Additional Math Pages & Resources

Monday, December 14, 2009

(dis)Order of (un)Symmetry

Order of Symmetry is not a phrase we use very often. In fact, it's a bit of a struggle for us to get this across clearly in our math curriculum. People confuse it with a Line of Symmetry.

Rotational Symmetry is used to describe the number of times that a shape can be overlaid onto itself during a complete turn around its central point. (On the following illustrations, a corner is colored so you can watch the rotation.)

A rectangle can fit over itself twice. It has order of symmetry two. A square can be fitted over itself 4 times in a turn. It has order of symmetry 4.

This particular star can be fitted over itself 5 times in a turn. It has rotational order of symmetry 5. Not all stars are symmetrical in shape; not all have symmetry.

How many orders of symmetry does a circle have? Lots? or none?

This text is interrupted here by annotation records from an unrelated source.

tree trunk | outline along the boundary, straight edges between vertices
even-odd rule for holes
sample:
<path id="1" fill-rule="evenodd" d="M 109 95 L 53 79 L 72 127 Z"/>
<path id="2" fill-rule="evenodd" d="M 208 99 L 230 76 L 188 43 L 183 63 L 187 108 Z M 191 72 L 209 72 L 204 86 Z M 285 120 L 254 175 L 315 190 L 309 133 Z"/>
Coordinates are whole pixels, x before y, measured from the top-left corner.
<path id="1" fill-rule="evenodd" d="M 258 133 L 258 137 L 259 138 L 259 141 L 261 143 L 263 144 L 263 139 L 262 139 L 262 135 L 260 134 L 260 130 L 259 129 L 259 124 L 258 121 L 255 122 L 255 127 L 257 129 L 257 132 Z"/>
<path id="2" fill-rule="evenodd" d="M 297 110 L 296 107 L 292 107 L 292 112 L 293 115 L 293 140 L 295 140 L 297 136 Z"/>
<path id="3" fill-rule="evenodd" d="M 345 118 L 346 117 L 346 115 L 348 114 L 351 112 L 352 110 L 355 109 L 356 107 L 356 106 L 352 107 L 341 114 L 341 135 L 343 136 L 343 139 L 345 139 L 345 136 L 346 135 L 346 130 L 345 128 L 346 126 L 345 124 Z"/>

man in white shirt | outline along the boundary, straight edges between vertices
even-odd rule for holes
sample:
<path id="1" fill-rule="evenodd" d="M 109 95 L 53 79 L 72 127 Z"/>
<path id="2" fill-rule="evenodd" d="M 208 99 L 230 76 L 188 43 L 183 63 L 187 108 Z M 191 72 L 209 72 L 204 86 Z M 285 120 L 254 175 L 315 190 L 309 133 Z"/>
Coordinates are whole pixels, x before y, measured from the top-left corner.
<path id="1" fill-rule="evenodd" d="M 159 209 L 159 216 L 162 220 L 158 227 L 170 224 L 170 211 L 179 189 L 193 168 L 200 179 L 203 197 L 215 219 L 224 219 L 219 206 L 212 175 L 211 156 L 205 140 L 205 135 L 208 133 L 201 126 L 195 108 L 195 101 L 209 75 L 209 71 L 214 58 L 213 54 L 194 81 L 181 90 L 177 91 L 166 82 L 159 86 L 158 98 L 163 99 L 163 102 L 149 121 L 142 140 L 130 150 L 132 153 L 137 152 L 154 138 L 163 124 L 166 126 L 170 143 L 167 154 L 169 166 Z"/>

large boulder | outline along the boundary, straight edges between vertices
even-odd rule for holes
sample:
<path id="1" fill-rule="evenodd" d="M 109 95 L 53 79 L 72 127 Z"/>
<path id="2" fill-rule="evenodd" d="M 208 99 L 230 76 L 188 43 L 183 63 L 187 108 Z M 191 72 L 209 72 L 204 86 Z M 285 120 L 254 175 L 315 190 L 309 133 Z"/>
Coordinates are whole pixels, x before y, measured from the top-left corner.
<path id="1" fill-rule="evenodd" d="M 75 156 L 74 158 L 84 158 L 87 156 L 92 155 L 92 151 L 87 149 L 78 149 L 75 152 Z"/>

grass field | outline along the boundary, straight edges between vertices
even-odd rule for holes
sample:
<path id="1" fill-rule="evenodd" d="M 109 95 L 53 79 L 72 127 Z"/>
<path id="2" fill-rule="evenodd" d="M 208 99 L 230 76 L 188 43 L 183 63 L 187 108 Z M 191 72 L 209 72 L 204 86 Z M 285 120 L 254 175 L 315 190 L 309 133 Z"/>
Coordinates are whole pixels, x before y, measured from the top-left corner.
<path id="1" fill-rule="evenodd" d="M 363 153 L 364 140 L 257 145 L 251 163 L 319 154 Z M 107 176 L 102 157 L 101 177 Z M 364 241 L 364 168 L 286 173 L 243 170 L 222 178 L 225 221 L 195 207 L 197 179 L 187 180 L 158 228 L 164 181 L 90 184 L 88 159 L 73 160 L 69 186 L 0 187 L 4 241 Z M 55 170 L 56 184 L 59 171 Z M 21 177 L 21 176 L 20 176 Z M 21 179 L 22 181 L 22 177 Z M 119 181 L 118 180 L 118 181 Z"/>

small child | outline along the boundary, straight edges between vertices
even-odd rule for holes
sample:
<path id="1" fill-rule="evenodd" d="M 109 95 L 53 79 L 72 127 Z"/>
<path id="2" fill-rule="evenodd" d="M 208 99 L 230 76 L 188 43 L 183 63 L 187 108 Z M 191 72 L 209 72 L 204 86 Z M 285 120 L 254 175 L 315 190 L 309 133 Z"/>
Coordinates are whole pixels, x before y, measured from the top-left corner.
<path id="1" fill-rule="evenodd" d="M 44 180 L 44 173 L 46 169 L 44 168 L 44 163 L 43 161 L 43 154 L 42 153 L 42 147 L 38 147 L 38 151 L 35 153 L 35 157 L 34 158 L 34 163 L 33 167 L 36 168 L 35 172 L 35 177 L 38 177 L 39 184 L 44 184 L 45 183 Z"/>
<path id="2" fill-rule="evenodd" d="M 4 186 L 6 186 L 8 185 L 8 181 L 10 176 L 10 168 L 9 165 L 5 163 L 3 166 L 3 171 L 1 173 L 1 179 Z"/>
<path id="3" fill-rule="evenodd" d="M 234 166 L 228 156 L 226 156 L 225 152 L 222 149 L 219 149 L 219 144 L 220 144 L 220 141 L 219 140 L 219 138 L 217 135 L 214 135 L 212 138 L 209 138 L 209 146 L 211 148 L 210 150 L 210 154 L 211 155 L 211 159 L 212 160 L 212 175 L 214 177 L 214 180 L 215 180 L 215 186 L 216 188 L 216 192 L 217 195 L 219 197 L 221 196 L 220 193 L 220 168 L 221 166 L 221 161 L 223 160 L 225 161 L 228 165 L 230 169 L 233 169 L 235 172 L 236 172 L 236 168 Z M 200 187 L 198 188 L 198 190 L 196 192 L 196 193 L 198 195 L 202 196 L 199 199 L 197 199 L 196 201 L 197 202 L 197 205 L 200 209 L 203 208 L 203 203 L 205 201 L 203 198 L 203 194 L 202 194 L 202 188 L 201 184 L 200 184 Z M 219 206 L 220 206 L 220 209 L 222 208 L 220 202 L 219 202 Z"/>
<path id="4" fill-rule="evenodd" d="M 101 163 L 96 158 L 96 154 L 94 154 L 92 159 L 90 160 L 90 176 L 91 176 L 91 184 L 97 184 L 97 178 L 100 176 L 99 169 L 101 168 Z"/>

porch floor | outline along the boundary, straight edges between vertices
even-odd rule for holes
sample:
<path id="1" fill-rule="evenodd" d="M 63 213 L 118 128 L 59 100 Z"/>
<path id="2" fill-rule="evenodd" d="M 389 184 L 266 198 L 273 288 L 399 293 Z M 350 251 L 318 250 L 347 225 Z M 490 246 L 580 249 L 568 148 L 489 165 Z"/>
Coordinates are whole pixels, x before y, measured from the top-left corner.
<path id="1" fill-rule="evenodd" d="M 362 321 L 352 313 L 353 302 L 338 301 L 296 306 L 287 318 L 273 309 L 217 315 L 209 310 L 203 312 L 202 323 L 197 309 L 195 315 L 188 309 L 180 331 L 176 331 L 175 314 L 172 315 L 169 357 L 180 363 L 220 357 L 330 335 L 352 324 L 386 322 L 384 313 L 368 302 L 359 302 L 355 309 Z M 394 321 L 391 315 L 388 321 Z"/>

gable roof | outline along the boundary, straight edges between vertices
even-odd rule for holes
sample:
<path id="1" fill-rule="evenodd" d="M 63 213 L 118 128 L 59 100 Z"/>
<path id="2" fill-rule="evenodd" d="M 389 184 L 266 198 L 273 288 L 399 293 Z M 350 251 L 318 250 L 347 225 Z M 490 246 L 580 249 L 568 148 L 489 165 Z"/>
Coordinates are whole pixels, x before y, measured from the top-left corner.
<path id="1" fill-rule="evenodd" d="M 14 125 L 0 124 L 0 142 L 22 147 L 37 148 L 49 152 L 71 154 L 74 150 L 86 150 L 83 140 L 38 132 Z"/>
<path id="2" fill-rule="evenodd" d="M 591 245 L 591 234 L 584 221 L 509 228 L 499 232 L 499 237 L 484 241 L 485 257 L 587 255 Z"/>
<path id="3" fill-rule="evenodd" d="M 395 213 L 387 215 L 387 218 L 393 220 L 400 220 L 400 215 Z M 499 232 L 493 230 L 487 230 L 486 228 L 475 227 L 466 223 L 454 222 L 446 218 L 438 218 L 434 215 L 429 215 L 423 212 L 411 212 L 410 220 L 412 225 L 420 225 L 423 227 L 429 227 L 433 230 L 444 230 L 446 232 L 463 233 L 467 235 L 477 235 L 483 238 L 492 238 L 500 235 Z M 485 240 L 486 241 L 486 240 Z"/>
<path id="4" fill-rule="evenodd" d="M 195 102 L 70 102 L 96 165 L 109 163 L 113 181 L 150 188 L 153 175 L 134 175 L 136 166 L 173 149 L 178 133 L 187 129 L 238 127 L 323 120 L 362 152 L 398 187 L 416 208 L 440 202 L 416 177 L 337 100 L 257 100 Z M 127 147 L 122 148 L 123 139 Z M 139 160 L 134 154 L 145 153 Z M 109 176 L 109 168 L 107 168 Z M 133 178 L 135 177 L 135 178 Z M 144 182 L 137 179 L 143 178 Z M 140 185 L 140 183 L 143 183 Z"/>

It has an infinity.

Lines of symmetry exist when you can fold a shape over a line and the folded parts lay right on top of each other. Here's one through the middle of a music player.

How and why did this come to my mind today? Gosh, it's hard to say where the ideas come from. I was reading about states and types of matter.

There are the big 2 - organic and inorganic.

And the Big 3 - gas, liquid, solid.

There once were the Big 4 - earth, water, air, fire.

But now those pesky scientists have changed their minds again - recognizing many crystalline states between liquid and solid. When some substances are magnetized or in a non-magnetic condition, or if they are conducting electricity or not - they grow crystals with different sorts of shapes and symmetries.

That's interesting and irritating! When we are classifying things we want them to remain constant under all observable conditions, not shape-shifting whenever they are subjected to outside influences!

Here are some quasicrystals:

It fouls up our classification system if solids can change the shape of the crystals that compose them!

Of course then we have another set of categories: animal, vegetable, mineral.

But where do slime, diatoms, lichen and fungi fit? The classification task is very complex out at the fringes! Those scientists have also given up using just those 3 categories, and have added others too confusing to explain here. As a sample,

Cellular slime molds spend most of their lives as individual unicellular yet complex microorganisms, but when a chemical signal is secreted, they assemble into a cluster that acts as one organism (protists).

These unicellular protists live on their own most of the time (perhaps in tiny singles apartment complexes) but when a signal given, they link up (like the Borg) and operate as one organism. Much like those quasicrystals, but alive. Sort of. In a science-fiction sort of way.

What is the order of symmetry for a cluster of protists? I have no idea.

At least people are fairly consistent. When your mom says "Stay still! Stop wiggling your foot!" she doesn't have to add "and stop growing new arms!".